1. A mixing machine for continuously mixing powder material into a liquid flow, including a mixing body comprising: a mixing section having a mixing chamber in which a rotor is rotatably mounted, wherein the mixing section has an outlet duct communicating with the mixing chamber,a liquid inlet section located above the mixing section and forming a liquid inlet chamber, wherein the liquid inlet section includes a liquid inlet duct communicating with the liquid inlet chamber,a powder inlet section located above the liquid inlet section and having a through-channel having a lower end communicating with the liquid inlet chamber and an upper end that communicates with at least one powder inlet duct,wherein the powder inlet section is movable between a closed position and an open position, wherein in the closed position the powder inlet section closes an upper edge of the liquid inlet section and in the open position the powder inlet section is detached from the upper edge of the liquid inlet section.

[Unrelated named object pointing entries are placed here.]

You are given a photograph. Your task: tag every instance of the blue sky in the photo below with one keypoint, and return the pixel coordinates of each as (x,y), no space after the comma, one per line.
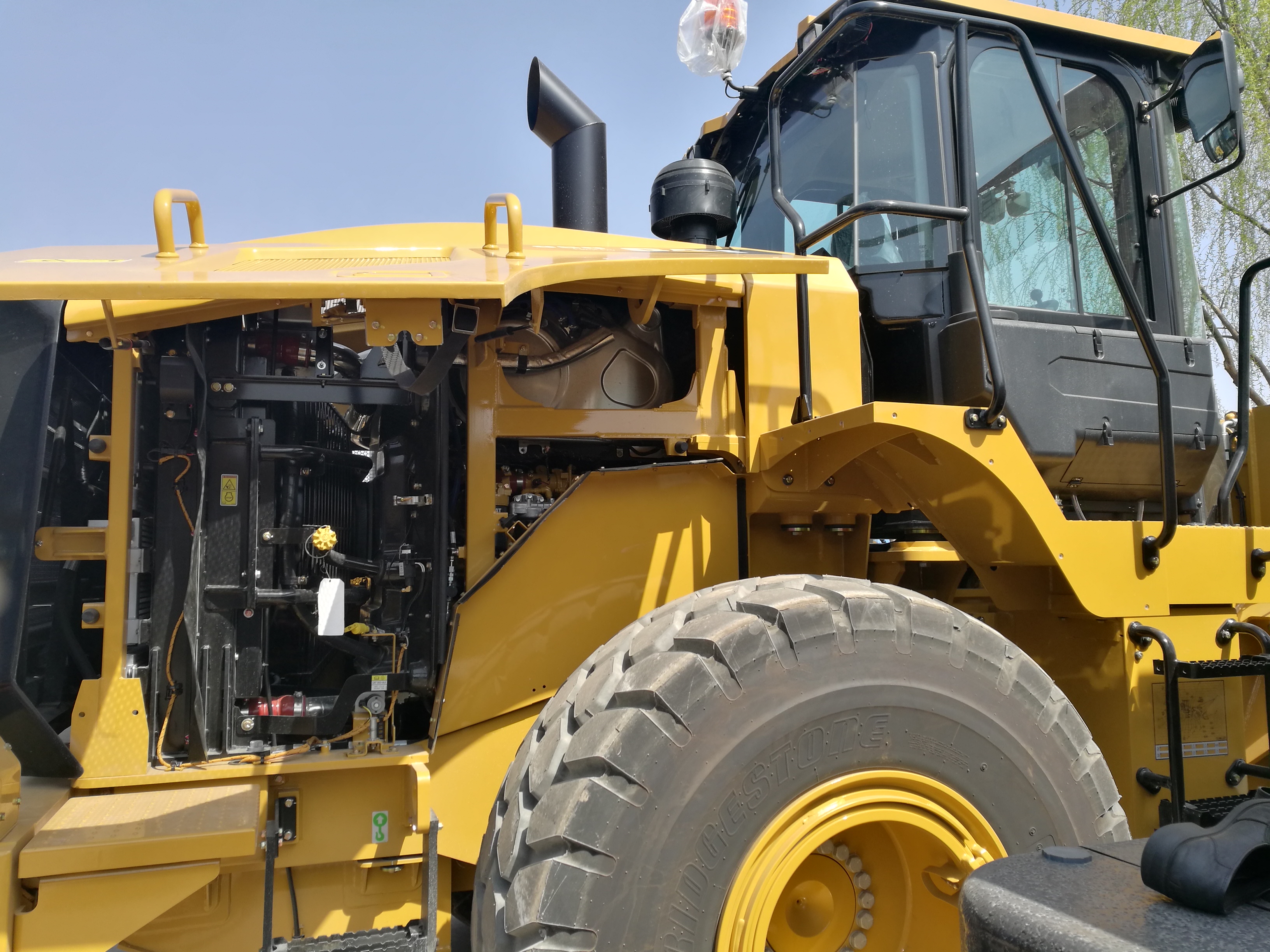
(289,116)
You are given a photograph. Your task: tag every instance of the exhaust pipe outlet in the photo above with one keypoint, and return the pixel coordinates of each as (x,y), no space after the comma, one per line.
(580,154)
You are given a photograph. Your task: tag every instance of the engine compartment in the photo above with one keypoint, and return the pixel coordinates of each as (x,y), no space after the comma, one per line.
(298,535)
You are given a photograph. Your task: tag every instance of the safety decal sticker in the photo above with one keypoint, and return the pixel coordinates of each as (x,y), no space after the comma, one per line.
(380,827)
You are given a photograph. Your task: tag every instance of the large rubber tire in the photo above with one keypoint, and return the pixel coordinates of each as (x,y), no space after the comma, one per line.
(677,742)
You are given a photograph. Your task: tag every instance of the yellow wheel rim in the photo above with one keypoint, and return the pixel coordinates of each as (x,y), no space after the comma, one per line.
(869,860)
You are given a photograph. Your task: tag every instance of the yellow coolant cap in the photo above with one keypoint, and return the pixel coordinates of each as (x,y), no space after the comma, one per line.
(324,539)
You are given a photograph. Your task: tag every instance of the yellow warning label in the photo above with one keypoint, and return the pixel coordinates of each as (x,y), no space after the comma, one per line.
(1203,709)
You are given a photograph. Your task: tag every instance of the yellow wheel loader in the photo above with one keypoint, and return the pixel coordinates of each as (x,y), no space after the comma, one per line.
(496,587)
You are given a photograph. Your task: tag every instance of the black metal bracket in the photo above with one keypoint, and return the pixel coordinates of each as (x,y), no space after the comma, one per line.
(1258,559)
(430,942)
(326,352)
(1151,781)
(1240,768)
(1144,635)
(1151,553)
(977,419)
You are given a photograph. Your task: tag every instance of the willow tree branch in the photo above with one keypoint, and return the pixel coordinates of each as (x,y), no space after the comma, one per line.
(1230,329)
(1235,210)
(1228,359)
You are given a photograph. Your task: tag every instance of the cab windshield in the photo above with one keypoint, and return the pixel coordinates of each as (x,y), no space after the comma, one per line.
(861,131)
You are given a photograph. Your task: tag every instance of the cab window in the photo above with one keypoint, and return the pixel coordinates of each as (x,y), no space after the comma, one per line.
(865,130)
(1039,248)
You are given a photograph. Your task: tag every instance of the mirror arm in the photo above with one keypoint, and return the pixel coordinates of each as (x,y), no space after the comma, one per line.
(1145,108)
(1156,202)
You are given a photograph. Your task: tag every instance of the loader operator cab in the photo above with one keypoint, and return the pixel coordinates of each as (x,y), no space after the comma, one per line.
(875,117)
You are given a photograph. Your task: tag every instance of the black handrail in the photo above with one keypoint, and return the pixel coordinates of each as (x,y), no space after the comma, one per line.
(1151,545)
(882,206)
(1241,427)
(1144,635)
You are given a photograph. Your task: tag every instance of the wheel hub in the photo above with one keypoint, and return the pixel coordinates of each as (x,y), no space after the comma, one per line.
(804,888)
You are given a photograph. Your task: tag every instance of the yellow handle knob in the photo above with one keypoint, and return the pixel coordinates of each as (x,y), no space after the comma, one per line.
(515,229)
(164,200)
(324,539)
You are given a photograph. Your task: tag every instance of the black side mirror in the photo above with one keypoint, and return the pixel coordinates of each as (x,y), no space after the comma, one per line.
(1206,100)
(1209,97)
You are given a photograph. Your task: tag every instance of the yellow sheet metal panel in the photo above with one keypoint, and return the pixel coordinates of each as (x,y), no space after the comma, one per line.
(986,497)
(421,319)
(145,828)
(384,262)
(313,762)
(41,800)
(621,544)
(91,913)
(771,348)
(468,767)
(60,544)
(110,735)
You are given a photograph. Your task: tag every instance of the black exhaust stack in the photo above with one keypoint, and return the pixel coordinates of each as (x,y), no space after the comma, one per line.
(580,154)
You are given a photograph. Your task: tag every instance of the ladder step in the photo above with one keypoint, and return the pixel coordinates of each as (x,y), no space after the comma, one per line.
(1212,810)
(1223,668)
(399,938)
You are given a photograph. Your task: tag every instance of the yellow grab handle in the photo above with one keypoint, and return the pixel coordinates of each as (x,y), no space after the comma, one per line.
(515,231)
(164,200)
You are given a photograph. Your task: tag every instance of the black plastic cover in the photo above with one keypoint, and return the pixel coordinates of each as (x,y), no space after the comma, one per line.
(1217,869)
(28,354)
(694,200)
(1084,402)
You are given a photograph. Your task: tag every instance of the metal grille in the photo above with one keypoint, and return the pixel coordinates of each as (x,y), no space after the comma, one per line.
(338,499)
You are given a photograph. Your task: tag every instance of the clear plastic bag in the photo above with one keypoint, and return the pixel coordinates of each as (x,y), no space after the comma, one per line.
(713,36)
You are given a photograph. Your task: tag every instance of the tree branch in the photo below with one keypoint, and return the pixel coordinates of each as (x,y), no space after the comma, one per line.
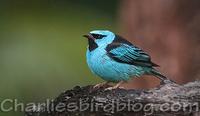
(166,100)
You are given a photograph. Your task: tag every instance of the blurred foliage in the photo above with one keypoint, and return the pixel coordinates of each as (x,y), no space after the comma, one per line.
(42,51)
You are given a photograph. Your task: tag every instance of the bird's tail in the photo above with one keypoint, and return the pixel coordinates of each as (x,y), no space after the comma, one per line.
(160,76)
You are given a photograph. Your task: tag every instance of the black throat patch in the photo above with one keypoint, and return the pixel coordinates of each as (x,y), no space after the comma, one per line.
(92,45)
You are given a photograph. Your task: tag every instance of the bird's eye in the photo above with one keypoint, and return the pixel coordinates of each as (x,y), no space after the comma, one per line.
(98,36)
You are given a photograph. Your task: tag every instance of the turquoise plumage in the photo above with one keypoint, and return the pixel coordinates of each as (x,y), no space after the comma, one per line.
(115,59)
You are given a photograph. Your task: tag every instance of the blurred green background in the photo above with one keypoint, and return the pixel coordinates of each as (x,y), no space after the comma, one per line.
(42,51)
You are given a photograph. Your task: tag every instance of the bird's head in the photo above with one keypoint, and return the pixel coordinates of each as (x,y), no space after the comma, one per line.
(98,38)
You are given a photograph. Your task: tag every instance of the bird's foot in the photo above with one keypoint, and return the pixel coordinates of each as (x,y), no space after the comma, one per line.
(116,86)
(166,81)
(104,84)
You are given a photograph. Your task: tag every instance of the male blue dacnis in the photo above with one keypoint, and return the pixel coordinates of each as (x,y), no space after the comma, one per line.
(115,59)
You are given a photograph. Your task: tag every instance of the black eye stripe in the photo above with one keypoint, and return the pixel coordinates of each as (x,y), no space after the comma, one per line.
(98,36)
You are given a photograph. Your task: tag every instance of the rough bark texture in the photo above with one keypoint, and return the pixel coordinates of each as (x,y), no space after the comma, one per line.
(166,100)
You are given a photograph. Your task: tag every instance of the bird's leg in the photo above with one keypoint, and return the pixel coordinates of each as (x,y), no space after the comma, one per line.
(116,86)
(101,84)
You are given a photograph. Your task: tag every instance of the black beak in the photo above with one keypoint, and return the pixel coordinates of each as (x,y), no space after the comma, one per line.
(89,36)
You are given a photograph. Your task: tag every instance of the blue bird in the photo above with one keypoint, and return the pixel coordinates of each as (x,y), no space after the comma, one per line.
(115,59)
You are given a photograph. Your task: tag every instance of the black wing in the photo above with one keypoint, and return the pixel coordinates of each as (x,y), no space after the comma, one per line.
(123,51)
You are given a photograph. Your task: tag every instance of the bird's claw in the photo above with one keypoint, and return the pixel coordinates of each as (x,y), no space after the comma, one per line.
(100,85)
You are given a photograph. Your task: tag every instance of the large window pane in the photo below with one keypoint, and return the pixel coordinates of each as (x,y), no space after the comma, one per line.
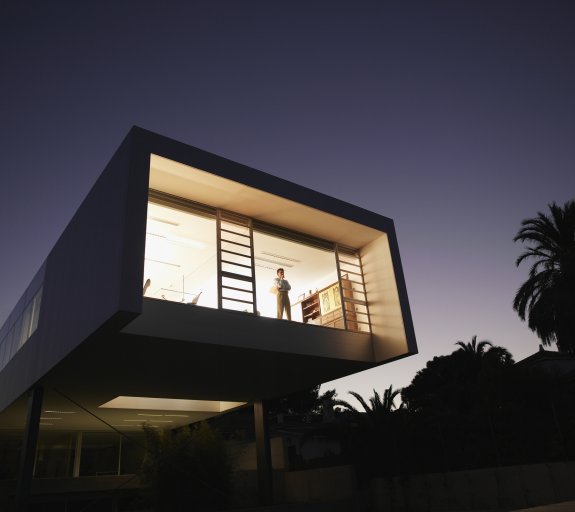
(100,454)
(55,455)
(180,261)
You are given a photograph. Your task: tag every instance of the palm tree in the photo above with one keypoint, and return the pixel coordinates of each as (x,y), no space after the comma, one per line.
(376,410)
(473,349)
(476,351)
(547,298)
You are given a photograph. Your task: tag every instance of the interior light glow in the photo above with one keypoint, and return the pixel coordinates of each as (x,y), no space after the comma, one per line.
(168,404)
(164,221)
(187,241)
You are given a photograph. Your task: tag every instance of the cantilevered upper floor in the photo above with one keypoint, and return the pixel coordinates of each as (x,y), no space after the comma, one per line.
(160,287)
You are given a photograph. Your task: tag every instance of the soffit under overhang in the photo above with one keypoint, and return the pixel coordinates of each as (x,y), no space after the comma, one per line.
(204,187)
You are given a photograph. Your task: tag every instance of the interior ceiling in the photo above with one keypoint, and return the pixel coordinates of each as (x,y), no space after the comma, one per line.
(207,188)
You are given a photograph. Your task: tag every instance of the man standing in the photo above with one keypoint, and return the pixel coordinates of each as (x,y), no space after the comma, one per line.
(283,287)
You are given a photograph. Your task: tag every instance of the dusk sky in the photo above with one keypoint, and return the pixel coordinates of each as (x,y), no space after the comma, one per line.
(454,118)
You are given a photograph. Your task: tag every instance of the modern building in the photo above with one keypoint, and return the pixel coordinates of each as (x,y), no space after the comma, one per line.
(155,306)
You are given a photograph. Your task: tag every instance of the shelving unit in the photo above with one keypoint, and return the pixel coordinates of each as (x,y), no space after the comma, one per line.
(310,307)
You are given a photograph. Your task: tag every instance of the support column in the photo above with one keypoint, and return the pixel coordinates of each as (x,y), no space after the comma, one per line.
(31,430)
(263,453)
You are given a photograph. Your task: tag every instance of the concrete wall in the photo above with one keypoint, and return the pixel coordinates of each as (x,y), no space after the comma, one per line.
(507,488)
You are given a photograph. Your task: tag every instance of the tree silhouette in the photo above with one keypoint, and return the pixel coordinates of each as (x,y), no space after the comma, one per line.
(376,409)
(547,298)
(376,432)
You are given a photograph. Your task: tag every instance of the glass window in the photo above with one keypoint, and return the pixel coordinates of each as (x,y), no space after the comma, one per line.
(180,261)
(100,454)
(55,455)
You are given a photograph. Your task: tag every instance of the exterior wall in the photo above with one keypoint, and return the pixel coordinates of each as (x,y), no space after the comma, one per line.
(505,488)
(92,282)
(391,323)
(88,274)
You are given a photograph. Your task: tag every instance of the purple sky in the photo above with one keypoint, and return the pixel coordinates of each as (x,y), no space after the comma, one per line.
(456,119)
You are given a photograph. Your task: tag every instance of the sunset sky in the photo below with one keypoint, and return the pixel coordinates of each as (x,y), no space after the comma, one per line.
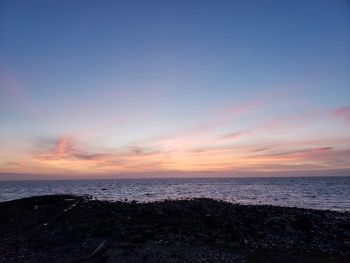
(96,88)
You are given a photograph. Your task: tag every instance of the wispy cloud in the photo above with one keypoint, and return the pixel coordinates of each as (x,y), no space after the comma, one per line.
(342,113)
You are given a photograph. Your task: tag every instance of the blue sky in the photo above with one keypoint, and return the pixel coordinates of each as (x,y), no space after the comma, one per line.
(106,77)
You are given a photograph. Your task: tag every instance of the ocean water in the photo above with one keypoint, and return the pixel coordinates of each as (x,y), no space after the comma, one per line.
(307,192)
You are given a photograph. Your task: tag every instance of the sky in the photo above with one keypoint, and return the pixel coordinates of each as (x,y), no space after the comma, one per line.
(97,88)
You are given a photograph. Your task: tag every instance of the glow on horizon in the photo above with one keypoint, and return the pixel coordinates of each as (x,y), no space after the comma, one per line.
(171,89)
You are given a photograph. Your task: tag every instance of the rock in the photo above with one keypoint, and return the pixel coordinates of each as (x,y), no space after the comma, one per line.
(137,239)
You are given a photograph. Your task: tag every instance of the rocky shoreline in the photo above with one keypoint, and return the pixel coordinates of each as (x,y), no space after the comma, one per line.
(64,228)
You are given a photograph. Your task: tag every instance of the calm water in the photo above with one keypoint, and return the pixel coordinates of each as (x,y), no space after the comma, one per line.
(319,193)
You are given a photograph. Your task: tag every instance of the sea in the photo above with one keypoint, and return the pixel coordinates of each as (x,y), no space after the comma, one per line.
(327,193)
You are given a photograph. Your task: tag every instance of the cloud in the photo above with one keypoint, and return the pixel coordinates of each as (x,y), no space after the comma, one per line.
(342,113)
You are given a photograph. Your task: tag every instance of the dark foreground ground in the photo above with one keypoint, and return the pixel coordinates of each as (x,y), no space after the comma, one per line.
(77,229)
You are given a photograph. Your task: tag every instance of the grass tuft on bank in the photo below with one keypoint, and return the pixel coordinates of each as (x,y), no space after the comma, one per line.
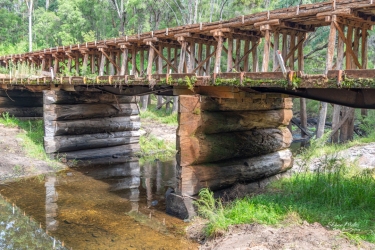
(159,115)
(337,195)
(32,137)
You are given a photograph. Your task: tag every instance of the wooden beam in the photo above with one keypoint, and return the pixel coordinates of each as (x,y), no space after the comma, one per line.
(230,55)
(348,45)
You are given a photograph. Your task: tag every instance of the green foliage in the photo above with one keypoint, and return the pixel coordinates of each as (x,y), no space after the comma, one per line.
(153,148)
(32,137)
(159,115)
(338,195)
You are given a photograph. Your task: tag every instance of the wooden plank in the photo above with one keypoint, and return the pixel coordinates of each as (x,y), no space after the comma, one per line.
(23,111)
(200,148)
(92,126)
(82,97)
(89,141)
(266,50)
(85,111)
(217,176)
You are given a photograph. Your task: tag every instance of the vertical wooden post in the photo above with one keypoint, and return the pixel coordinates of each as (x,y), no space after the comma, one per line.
(255,55)
(124,61)
(238,54)
(192,57)
(134,60)
(292,45)
(200,58)
(92,63)
(175,56)
(151,53)
(266,51)
(230,54)
(102,64)
(284,52)
(364,48)
(182,55)
(169,59)
(208,63)
(160,60)
(56,65)
(218,53)
(337,108)
(329,60)
(276,36)
(246,59)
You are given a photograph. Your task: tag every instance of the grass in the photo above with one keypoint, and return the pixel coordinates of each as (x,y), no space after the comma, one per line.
(153,148)
(159,115)
(32,137)
(338,195)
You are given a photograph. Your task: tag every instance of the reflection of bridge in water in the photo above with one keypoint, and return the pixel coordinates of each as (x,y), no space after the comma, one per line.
(234,102)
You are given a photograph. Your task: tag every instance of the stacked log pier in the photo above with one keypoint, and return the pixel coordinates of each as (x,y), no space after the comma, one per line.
(225,141)
(22,104)
(91,127)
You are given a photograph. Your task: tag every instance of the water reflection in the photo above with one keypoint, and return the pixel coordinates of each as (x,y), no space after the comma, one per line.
(51,204)
(105,207)
(18,231)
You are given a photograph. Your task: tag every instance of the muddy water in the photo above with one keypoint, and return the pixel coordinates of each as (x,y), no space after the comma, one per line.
(114,207)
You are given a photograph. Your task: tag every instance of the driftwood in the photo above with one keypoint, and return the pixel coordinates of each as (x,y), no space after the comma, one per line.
(223,174)
(84,111)
(89,141)
(201,148)
(62,97)
(92,126)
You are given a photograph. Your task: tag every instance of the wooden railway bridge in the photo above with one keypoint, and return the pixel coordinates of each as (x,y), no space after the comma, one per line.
(234,105)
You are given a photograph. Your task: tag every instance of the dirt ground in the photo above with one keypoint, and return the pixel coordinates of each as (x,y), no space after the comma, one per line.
(260,237)
(14,163)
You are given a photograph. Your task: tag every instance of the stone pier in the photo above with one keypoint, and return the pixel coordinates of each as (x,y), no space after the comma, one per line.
(22,104)
(222,142)
(91,127)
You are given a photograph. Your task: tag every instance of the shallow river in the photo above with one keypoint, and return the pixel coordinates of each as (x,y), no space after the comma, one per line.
(113,207)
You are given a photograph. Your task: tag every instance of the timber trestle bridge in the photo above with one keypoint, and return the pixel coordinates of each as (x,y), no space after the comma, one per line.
(234,105)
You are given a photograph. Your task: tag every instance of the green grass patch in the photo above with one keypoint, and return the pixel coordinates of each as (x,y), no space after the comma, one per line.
(337,195)
(32,137)
(159,115)
(153,148)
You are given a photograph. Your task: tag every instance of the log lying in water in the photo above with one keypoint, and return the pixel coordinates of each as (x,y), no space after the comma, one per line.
(88,141)
(21,102)
(100,156)
(224,174)
(92,126)
(62,97)
(23,111)
(85,111)
(258,103)
(219,122)
(203,148)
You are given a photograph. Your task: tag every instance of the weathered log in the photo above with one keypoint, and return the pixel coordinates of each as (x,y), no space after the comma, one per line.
(21,101)
(98,156)
(20,93)
(202,148)
(92,126)
(126,183)
(63,97)
(23,111)
(224,174)
(219,122)
(88,141)
(116,171)
(84,111)
(256,103)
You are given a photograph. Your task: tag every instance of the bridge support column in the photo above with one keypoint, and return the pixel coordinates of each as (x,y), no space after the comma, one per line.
(222,142)
(90,127)
(21,103)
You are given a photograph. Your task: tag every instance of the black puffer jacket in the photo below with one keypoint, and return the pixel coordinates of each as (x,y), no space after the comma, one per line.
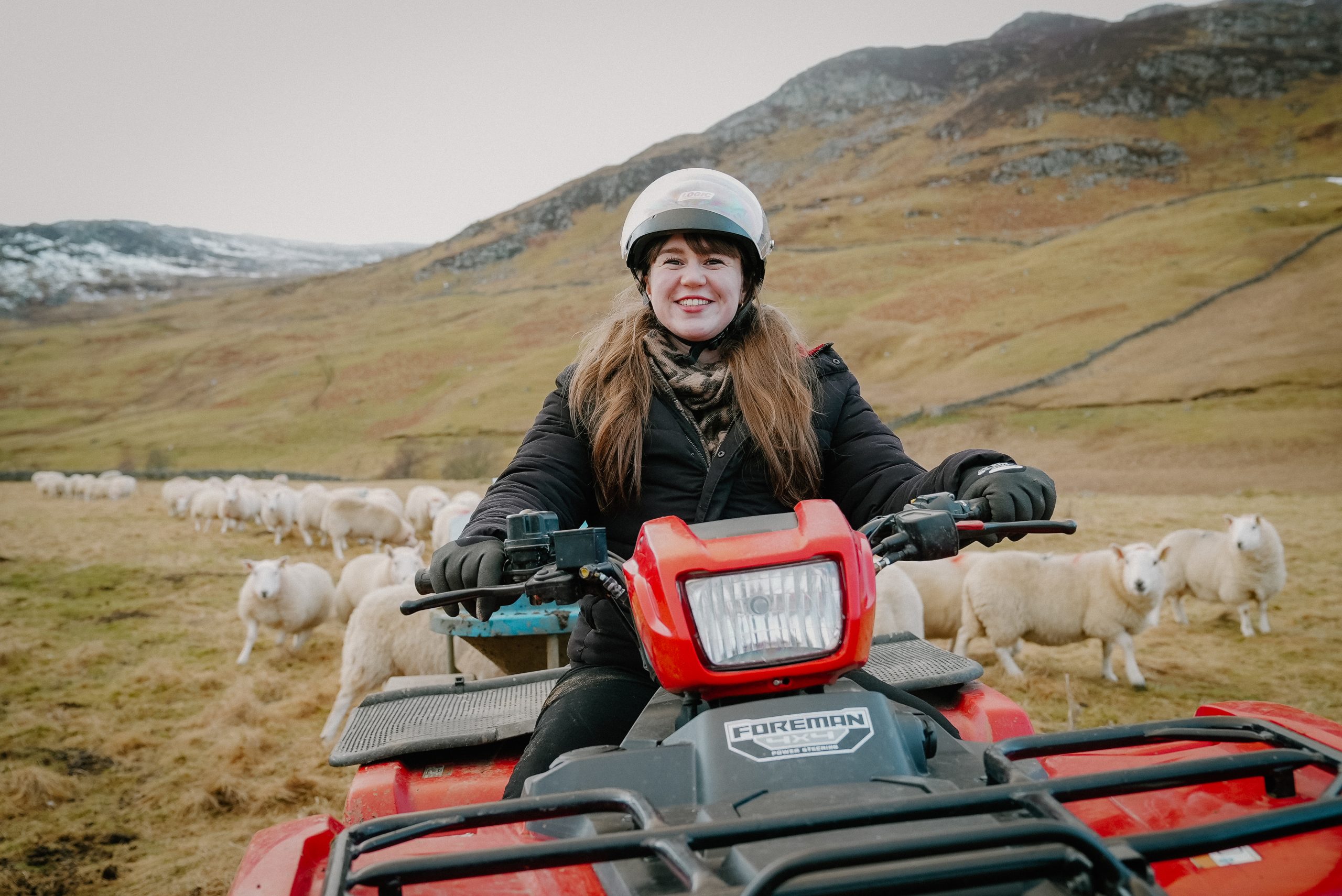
(864,471)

2. The mixing machine of claim 1, comprising an opening device including a stationary frame carrying two arms fixed to the powder inlet section and fixed to a shaft rotatable relative to the stationary frame about a horizontal axis.

3. The mixing machine of claim 2, wherein the opening device comprises a control device including a transmission having a worm and a worm wheel.

4. The mixing machine of claim 3, wherein the control device is controlled by a manually operable crank or by an electric motor.

5. The mixing machine of claim 2, wherein the mixing body comprises a tubular support section and wherein the stationary frame of the opening device is fixed to the tubular support section of the mixing body by a flange.

6. The mixing machine of claim 1, comprising a support base which carries said mixing body and an electric motor, wherein the mixing body comprises a tubular support section having a lower end fixed to the support base and extending upwards from the support base,wherein a drive shaft is rotatably mounted within the tubular support section about a vertical axis, andwherein the drive shaft is supported by the tubular support section by bearings and has a lower end connected to said electric motor by a transmission.

7. The mixing machine of claim 6, wherein the mixing body comprises a sealing section located at the upper end of the tubular support section, in which a seal is housed, through which an upper section of said drive shaft extends.

8. The mixing machine of claim 7, wherein the mixing section is fixed to the upper end of the tubular support section by a first clamp, wherein the liquid inlet section is fixed to an upper end of the mixing section by a second clamp, and wherein in the closed position the powder inlet section is fixed to the liquid inlet section by a third clamp.

9. The mixing machine of claim 7, wherein respective O-rings are arranged between mutual contact surfaces of the sealing section, mixing section, liquid inlet section, and powder inlet section.

10. The mixing machine of claim 1, wherein the powder inlet section comprises a valve having a valve member rotatable in a valve seat formed in the through-channel of the powder inlet section.